I put my phone number on a listing, so I take my responsibility here. Below is a message from a scammer trying to pawn off a listing as their own and ask for $$$ up front. I confirmed with the OP that the number who reached out to me is in no way affiliated to them, and is in fact a scammer. I think this could be a great opportunity to let this person know we don't like them or their scamming ways

At the very least we all now have a number we can use for when we want to sign up for those great pop up ads for things we don't need, or chances to win those amazing cruises, or just anytime you need a phone number and don't want to use yours.


----------



## westwatercuban (May 19, 2021)

Damn I really wanted to see what you said! Lol thanks for spreading the info. Fuck these guys. Hope they get what’s coming..


----------



## Wallrat (Jan 19, 2021)

westwatercuban said:


> Damn I really wanted to see what you said! Lol thanks for spreading the info. Fuck these guys. Hope they get what’s coming..


If it started out with “GFY”, I’m pretty sure you can figure the rest of it out…


----------



## upacreek (Mar 17, 2021)

I learned from dealing with low-life Craigslist scammers, to _absolutely NEVER_ post or use my personal cell number to communicate with interested parties. Use Googlevoice, its free and provides a safe buffer. 

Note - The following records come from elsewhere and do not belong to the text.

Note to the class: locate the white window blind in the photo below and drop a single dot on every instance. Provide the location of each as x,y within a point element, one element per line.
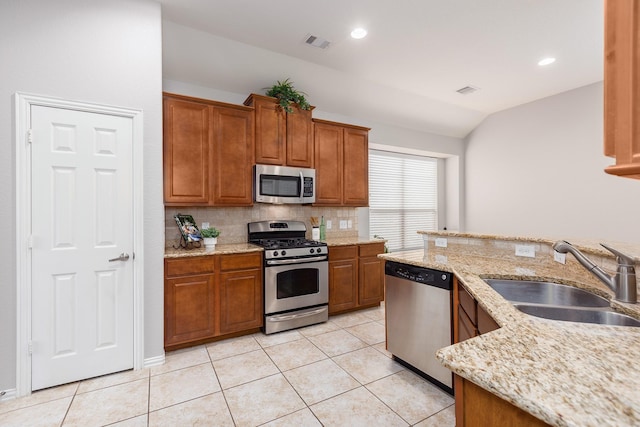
<point>403,197</point>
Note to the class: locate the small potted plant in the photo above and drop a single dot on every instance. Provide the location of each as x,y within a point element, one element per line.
<point>210,237</point>
<point>287,94</point>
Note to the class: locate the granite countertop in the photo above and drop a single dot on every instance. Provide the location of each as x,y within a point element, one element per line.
<point>346,241</point>
<point>237,248</point>
<point>221,249</point>
<point>565,373</point>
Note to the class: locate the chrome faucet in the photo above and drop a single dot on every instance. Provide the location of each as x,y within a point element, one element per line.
<point>623,283</point>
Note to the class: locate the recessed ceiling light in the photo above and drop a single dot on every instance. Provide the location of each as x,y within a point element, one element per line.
<point>546,61</point>
<point>359,33</point>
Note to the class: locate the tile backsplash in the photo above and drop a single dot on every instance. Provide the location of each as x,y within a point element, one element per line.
<point>232,222</point>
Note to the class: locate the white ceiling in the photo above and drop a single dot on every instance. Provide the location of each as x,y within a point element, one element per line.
<point>407,70</point>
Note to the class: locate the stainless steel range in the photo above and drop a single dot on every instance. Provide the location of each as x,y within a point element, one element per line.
<point>296,275</point>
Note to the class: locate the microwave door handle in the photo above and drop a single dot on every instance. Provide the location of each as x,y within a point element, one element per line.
<point>301,187</point>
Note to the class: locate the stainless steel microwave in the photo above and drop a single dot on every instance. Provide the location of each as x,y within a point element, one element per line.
<point>284,184</point>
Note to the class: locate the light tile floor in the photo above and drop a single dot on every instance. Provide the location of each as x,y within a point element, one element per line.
<point>336,373</point>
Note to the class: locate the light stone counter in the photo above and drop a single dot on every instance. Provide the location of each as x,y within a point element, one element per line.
<point>565,373</point>
<point>224,249</point>
<point>347,241</point>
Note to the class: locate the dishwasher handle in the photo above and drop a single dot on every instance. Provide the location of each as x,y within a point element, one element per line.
<point>417,274</point>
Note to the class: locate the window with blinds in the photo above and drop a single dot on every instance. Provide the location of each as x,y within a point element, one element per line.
<point>403,197</point>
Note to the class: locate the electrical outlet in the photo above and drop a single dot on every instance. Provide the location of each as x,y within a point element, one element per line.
<point>558,257</point>
<point>528,251</point>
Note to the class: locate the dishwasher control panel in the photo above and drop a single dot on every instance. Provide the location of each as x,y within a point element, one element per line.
<point>427,276</point>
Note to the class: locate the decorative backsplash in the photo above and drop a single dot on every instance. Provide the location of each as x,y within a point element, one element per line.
<point>232,222</point>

It's good you caught on to this though, and posted this here to give others ample reasons to be skeptical of comms that takes place outside of the Buzz. This Community is too smart to fall for such stupid tricks, so let this be a lesson to us all as well as the dipsh!t scammers out there that we're on to you and watching out for each other.


----------



## Bigbearrug (Sep 19, 2020)

Hahah, I am sure most of you might not bothered by colorful language....but I am willing to bet even those of you might have read what I wrote and questioned if I should be part of society.


----------



## Wallrat (Jan 19, 2021)

I’m working really strange hours now. Quite often I will clock in at midnight and work all day. I think I’ll take advantage of my strange job, to give our new friend some insight on what we think of him… Maybe around 3 AM would be a good time.


----------



## Iamquigley (Sep 6, 2020)

But you guys are buddies he said so himself!


----------



## MT4Runner (Apr 6, 2012)

Friendship just ain't what it used to be.


----------



## westwatercuban (May 19, 2021)

Wallrat said:


> If it started out with “GFY”, I’m pretty sure you can figure the rest of it out…

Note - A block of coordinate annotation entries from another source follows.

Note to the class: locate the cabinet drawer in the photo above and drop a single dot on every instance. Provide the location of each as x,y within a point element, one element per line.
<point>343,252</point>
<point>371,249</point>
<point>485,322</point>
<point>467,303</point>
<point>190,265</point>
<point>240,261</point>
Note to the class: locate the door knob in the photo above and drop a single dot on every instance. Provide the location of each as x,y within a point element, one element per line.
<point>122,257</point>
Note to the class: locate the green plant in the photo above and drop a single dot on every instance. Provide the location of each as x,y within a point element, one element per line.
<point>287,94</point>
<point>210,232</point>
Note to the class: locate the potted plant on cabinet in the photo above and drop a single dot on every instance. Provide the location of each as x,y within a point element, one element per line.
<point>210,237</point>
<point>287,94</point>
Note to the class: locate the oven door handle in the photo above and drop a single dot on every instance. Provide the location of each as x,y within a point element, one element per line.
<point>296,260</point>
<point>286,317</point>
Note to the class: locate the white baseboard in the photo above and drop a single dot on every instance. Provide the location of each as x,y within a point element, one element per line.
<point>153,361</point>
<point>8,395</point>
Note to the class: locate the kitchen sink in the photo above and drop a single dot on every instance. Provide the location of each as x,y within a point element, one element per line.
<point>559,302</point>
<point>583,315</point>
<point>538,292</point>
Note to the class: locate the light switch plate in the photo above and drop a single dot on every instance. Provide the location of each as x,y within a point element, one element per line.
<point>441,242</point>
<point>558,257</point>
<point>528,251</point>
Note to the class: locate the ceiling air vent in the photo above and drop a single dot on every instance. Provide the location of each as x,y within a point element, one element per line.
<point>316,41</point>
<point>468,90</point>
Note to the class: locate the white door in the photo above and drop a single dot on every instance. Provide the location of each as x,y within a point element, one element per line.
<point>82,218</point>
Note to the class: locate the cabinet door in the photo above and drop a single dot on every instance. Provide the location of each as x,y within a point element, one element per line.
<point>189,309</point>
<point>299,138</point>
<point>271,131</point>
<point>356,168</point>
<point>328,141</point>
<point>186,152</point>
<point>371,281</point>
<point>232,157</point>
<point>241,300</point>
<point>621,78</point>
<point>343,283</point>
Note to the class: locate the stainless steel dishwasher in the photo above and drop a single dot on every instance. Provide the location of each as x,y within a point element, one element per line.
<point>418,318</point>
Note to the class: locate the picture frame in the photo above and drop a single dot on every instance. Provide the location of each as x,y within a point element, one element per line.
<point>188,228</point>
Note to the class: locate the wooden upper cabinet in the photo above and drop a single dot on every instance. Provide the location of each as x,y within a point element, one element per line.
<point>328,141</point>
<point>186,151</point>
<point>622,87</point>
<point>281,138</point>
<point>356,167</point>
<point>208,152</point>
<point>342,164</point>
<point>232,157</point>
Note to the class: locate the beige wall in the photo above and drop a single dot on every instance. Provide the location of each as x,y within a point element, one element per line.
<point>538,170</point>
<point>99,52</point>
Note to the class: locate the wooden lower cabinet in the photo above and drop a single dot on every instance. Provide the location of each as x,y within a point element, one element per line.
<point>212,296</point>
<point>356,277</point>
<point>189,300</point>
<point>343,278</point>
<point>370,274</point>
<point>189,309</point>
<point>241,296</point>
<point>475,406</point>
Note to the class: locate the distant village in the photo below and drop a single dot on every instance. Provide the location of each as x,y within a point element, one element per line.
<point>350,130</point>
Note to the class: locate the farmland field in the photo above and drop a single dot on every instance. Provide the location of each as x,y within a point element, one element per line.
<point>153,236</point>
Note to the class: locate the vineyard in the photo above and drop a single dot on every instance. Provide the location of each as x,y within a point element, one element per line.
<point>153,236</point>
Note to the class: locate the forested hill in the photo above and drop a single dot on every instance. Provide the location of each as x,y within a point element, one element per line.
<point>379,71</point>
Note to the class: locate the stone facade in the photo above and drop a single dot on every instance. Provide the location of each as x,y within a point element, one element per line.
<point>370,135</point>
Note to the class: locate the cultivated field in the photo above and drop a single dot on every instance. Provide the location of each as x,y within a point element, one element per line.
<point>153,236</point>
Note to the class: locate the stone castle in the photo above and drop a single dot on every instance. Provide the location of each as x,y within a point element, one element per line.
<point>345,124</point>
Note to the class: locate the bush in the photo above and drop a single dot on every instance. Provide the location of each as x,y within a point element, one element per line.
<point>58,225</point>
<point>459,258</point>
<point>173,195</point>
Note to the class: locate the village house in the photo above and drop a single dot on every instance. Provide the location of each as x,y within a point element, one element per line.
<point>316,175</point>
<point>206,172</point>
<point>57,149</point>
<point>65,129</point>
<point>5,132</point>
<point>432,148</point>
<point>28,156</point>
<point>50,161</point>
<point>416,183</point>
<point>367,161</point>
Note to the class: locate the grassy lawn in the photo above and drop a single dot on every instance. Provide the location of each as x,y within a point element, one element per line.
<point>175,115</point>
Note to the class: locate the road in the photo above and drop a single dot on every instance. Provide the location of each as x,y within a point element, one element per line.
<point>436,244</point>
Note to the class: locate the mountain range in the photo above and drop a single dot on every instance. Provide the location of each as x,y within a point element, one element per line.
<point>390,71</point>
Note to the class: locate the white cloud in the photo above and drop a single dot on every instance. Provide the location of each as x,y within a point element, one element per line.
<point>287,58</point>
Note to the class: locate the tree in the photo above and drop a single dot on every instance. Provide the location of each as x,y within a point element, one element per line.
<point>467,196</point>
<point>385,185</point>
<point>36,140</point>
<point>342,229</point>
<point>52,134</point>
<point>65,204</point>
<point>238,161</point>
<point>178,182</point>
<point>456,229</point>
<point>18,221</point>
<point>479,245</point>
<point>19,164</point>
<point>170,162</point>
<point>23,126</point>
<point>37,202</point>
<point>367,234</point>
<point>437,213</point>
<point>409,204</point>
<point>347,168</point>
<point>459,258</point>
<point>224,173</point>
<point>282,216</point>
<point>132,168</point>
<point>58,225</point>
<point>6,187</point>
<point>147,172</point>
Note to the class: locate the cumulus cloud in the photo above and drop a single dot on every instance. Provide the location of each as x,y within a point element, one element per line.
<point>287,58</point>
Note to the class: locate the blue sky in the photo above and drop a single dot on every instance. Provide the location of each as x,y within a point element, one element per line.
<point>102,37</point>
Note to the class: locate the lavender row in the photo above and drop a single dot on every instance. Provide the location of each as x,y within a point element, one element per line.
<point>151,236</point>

Sarcasm comes off horribly in text…probs should have made the joke clear about pretty much being able to read it.

I feel like calling him tonight..what time are you gonna so we don’t cross lines? 🤣


----------



## Wallrat (Jan 19, 2021)

Sarchasm (noun) The distance between a joke and the person who doesn’t get it. 
Bwahaha


----------



## Acheron (Apr 5, 2021)

I would never recommend using that phone number to sign up for 1000s of services or advertising it as "call for a great time"


----------



## Wallrat (Jan 19, 2021)

I wonder if there’s some place he could go to get daily delivery of completely objectionable content sent to him?


----------